16日に決定された連立与党の税制改正大綱は、日本の消費税にとっては大きな転機となる。約四半世紀になる消費税の歴史の中で初めて軽減税率制が盛り込まれたからである。

26年前に大きな反対を押して制定された当初の消費税は、およそ消費行為に広く網をかけつつ、税率を低く抑えることで負担感を分散するやり方で国民の不満をそらし、今日まで主要税制として定着させることに成功した。

これによって、日本型消費税はまさしく日々の消費にかかる消費税となったが、財政難を口実に税率がなし崩しに引き上げられていく中で、その収奪的性格があらわになり始めていた。

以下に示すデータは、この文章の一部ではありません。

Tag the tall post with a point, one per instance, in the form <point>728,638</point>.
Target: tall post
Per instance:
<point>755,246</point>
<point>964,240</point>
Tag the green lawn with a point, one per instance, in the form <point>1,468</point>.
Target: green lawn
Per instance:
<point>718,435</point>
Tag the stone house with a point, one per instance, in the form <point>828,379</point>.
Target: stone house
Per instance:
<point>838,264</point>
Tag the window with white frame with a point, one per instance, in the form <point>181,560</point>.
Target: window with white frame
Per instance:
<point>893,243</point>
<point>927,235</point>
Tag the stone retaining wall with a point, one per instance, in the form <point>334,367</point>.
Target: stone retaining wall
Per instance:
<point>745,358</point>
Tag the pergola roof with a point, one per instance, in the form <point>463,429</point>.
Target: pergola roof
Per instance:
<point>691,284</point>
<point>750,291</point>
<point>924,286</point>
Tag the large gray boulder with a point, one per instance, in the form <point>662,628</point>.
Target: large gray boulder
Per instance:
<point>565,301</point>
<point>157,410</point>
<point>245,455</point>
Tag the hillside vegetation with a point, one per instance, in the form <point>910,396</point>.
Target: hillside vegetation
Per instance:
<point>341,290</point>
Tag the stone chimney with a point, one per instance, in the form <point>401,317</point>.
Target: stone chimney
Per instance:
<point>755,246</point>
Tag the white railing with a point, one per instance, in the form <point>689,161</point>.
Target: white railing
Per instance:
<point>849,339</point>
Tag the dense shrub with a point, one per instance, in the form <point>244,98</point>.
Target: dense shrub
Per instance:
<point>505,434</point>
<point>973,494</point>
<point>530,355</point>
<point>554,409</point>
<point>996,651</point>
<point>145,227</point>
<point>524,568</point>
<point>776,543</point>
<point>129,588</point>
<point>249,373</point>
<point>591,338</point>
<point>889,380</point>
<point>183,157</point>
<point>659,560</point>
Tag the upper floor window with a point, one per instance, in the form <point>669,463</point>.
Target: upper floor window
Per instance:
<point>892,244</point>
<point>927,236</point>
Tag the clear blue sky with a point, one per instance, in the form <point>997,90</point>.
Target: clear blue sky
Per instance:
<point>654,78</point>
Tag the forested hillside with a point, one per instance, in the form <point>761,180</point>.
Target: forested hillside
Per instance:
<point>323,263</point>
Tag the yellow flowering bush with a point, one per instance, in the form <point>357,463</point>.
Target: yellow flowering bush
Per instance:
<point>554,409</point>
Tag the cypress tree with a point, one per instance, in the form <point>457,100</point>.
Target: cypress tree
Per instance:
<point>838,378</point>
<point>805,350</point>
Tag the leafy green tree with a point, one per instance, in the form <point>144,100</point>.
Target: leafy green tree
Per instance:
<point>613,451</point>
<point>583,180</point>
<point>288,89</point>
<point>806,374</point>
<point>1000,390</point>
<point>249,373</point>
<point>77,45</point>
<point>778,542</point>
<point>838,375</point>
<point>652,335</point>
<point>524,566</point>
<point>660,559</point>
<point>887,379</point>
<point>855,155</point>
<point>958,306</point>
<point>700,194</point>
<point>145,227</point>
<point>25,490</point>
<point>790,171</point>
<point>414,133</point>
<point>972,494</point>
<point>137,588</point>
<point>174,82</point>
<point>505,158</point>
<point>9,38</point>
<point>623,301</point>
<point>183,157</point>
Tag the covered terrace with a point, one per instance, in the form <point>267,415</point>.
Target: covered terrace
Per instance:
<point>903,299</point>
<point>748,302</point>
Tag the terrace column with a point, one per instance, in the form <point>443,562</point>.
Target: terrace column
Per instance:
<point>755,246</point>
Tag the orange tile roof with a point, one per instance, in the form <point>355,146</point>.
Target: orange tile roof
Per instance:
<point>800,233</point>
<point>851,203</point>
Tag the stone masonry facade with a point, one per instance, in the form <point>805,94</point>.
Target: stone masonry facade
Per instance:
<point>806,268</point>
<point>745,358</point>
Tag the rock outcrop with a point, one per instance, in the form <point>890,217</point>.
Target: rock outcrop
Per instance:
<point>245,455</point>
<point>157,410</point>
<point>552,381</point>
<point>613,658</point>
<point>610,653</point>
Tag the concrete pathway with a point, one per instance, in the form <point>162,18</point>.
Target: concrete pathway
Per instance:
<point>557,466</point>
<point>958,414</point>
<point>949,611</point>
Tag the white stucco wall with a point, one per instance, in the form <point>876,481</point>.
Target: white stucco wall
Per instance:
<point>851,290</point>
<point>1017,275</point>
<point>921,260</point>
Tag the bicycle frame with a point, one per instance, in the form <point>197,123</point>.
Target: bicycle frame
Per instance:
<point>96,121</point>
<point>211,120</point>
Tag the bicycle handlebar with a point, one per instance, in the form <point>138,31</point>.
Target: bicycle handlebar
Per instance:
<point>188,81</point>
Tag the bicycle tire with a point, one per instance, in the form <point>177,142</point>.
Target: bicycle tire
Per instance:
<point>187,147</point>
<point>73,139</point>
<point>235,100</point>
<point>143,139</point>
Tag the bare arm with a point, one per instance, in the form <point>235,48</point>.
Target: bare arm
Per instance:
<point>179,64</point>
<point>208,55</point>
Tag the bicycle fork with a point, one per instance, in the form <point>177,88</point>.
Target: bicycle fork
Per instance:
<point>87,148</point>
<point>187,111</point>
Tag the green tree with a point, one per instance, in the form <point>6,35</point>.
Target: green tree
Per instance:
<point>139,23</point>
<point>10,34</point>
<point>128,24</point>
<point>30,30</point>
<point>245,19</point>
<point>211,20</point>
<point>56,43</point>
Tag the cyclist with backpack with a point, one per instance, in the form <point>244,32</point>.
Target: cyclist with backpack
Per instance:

富裕層の驕奢的消費行為に課税するのでなく、一般庶民層の消費行為にも課税する間接税は元来収奪的性格を免れないが、生産物が生産から消費までの過程で生みだす付加価値に課税することは、大衆全般の消費力が向上した先発資本主義社会においては一定の意義がある。

しかし、このような付加価値税は、消費行為全般から広く収奪するのではなく、単価の安い食料品をはじめとする日用消費財のような付加価値の低い商品の消費については税率を軽減することが理にかなっている。

軽減税率導入に合わせて懸案のインボイス式も採用して、付加価値税としての性格が強まれば、それによって付加価値税のような間接税の反動性格が完全に払拭できるわけではないとはいえ、いくらかなりとも消費税の収奪的性格を緩和することにつながればましというものである。 

これに対し、軽減税率を適用しても、消費税が10パーセントに上昇すれば税負担全体では年間で一世帯当たり平均4万円増になるとの試算を公表して、軽減税率をまやかしであるとする反対論がある(赤旗2015.12.15)。しかし、軽減しなければ負担増はもっと増すわけで、この反対理由は疑問である。

ただ、軽減税率制に対しては、それによって生じる見込み税収減が懸念され、与党協議を難航させたが、根本的には解決できておらず、その穴埋めを別の形の庶民増税や負担増でまかなおうとする策動には注意が必要である。

この点、軽減税率に対照されるものとして、付加価値の高い一定の驕奢品に対しては10パーセントを越える税率を適用する加重税率制を設け、驕奢的消費行為にはそれなりの重税を課すことは付加価値税をより公平なものにするだろう。